Purpose : To analyze the acquired abilities by the only (worldwide known) Usher Syndrome (US) patient who underwent ARGUS II® retinal prosthesis implant after one year follow up compared to the patients affected with Retinitis Pigmentosa (RP) also implanted with the device in our center.

Methods : We analyzed the results of rehabilitation in our three patients implanted with ARGUS II, two women (41 and 50 years old) diagnosed of Retinitis Pigmentosa, who were legally blind for more than 15 years, and a 51-years-old man diagnosed of Usher Syndrome, legally blind for 16 years. We analyzed general health condition, surgical time and perioperative complications, time to first device power on, light/shadow perception, high contrast shape identification, movement identification, high contrast letters, signs and general life achievements (standard questionnaries and methodology for all the patients), together with using time of the device including both rehabilitation-pauted time and free-will usage of the device.

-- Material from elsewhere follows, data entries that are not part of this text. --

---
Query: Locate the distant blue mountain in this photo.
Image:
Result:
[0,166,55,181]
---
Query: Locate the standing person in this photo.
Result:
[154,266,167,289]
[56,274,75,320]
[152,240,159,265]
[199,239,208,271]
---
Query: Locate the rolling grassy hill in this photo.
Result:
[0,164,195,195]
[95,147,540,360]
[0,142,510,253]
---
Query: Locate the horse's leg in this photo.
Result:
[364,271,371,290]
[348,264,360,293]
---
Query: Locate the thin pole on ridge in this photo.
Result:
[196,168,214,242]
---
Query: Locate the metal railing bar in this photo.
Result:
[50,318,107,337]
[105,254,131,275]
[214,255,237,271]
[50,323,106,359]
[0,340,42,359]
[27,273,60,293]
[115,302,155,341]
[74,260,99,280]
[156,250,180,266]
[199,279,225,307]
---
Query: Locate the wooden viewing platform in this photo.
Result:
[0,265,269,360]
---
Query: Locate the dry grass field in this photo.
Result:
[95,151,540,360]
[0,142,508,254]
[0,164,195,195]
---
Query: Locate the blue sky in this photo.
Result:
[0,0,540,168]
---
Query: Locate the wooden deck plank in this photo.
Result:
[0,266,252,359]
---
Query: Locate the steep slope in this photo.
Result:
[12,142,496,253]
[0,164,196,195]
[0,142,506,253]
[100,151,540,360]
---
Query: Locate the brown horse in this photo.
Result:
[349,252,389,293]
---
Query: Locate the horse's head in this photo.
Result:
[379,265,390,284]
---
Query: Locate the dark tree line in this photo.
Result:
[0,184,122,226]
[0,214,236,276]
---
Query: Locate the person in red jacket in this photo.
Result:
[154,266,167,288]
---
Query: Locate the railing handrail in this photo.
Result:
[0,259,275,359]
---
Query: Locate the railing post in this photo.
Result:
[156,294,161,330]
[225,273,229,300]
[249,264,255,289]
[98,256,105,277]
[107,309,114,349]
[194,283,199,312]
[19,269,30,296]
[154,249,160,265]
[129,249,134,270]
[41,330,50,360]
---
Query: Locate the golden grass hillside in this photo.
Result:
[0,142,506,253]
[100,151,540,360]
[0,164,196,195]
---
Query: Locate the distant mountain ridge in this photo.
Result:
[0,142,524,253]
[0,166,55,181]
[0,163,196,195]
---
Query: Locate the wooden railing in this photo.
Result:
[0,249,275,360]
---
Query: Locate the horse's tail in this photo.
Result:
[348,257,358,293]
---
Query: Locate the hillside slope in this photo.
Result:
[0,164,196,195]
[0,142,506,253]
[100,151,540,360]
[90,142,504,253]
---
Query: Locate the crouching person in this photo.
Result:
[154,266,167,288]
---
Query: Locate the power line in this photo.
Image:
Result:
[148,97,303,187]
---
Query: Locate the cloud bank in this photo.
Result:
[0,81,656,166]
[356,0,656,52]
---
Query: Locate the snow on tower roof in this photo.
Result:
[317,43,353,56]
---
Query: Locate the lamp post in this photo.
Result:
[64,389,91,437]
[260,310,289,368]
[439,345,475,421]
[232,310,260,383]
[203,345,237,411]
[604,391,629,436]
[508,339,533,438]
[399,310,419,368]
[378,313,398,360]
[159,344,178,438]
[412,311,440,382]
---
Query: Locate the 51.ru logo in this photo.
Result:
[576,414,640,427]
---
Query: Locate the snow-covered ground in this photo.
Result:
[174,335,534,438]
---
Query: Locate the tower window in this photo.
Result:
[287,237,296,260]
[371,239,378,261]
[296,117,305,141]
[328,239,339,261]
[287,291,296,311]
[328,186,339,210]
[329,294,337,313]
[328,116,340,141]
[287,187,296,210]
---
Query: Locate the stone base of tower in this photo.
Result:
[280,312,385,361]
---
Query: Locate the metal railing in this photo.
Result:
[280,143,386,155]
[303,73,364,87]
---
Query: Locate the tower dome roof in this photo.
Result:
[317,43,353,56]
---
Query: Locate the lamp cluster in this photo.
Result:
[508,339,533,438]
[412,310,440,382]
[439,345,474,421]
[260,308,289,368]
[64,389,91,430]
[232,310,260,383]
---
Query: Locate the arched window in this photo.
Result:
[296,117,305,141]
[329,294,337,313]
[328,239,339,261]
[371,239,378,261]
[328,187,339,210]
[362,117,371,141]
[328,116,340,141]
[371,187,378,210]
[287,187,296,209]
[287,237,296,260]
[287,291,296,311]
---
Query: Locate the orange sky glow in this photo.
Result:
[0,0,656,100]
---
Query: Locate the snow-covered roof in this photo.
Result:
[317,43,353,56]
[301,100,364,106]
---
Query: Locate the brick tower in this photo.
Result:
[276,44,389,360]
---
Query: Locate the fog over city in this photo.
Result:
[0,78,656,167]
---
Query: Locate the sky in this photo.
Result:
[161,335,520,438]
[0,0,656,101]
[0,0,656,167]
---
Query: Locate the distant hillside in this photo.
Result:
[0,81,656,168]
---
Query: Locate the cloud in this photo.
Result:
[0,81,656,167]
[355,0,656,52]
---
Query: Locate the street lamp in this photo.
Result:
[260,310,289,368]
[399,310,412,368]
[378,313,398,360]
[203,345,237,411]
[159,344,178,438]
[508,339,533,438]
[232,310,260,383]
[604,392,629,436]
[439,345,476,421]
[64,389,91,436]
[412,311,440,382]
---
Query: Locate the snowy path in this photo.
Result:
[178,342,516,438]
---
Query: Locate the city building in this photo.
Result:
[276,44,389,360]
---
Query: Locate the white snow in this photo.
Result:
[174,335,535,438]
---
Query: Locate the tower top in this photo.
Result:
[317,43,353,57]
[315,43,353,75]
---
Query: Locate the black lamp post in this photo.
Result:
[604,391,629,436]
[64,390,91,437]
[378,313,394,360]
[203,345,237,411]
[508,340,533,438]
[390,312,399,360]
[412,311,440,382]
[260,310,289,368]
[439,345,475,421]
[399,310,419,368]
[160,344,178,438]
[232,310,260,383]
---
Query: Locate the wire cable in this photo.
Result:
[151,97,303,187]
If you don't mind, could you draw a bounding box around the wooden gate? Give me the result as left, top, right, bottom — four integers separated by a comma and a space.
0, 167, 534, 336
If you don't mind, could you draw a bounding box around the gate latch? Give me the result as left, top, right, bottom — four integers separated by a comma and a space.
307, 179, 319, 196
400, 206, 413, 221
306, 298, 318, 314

Results : Surgical time improved from 3:15 hours to 2:20 hours. We relate this time variability due to a logical surgeon's learning curve. No perioperative complications were observed and time to first device power on were the same (15 days) for all cases. After two months of ARGUS II® device usage both patients affected with Retinitis Pigmentosa (RP) showed a much faster progression on rehabilitation therapy and achievements. At the third month US patient showed an extraordinary improvement on the general life tasks and became much more independent for daily life compared to RP patients, being even capable to discriminate a broader contrast gamma. After one year follow-up results are persistent.
Because our study is about the only Usher Syndrome patient in the world with a fully functional ARGUS II® device implanted, we are not able to analyze statistical data.

Conclusions : Although Usher Syndrome is not contemplated as an indication for ARGUS II® implant, mainly because of their learning and communicative impairment, the result observed with our patient should be encouraging to considerate US, and probably other similar conditions, also as retinal prosthesis implants suitable receptors.

This is an abstract that was submitted for the 2017 ARVO Annual Meeting, held in Baltimore, MD, May 7-11, 2017.